# Ok, now I feel inadequate (is concrete the new glass?)



## rs79 (Dec 7, 2004)

http://farm3.static.flickr.com/2635/3742211962_641116803e_b.jpg


----------



## PeterE (Feb 9, 2010)

Wow! I want a pond like that! I wonder how they grew all those great plants? Do you think they dose them or fertilize them?


----------



## svenhipsta (Dec 16, 2009)

Back in February we had John Hansen come speak to our local club. He had lots of photos of the fish farms in Florida. Wish he would post them here!


----------



## PeterE (Feb 9, 2010)

That's a fish farm? Lucky fish. I would love to see those pictures.


----------



## Cliff Mayes (Jan 29, 2007)

A lot of the old Goldfish ponds were made of concrete. The Chinese, who essentially came up with Goldfish, admired them from the top. Westerners have a tendency to observe fish from the sides. This probably has to do with the type of vessel used.

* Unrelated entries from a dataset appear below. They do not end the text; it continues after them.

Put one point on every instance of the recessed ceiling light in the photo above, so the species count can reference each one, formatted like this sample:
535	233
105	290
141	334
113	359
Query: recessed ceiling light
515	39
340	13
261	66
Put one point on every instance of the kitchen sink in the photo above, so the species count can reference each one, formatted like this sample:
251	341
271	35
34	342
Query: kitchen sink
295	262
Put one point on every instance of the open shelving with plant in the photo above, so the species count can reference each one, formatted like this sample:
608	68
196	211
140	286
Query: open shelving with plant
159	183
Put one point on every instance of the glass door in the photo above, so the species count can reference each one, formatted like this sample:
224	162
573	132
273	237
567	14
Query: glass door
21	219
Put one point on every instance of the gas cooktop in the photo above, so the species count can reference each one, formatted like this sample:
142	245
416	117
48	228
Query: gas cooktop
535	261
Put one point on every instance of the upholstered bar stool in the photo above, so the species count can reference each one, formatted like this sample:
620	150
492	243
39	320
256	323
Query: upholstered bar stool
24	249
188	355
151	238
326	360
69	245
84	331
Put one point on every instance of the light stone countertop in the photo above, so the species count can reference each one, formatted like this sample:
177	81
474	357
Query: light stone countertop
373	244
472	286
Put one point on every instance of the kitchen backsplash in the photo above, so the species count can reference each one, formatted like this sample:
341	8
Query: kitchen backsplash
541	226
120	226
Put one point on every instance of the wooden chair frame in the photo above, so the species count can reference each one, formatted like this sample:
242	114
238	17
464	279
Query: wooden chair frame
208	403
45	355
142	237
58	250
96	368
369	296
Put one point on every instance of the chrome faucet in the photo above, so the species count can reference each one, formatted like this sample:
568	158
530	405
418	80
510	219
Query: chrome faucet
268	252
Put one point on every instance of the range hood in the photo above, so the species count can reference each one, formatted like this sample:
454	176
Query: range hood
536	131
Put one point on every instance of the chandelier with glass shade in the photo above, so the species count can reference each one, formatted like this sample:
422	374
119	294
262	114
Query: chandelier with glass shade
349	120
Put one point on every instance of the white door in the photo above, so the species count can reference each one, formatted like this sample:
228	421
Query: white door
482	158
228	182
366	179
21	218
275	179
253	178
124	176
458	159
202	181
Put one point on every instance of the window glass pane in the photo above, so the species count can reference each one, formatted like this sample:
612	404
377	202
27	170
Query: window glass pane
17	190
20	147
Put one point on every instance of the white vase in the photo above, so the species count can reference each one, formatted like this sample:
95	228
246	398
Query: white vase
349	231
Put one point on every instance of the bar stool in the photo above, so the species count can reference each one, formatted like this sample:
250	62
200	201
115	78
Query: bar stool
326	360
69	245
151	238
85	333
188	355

During WWll ships were sometimes made from concrete because it was fast and cheap but it didn't work out over the long haul probably because it was bulky and expensive.

Will concrete replace glass for tanks? Probably not.


----------



## deftones2015 (Dec 7, 2007)

That is a nice set up though. Don't have to worry about cracked tanks or broken seals. I personally enjoy the top down views of most tanks and a lot of people who keep reef tanks go to a lot of trouble to get pictures of their corals from the top view as well. Plants and even coral look totally different when the person views it from the side and from the top. Just my opinion though.


----------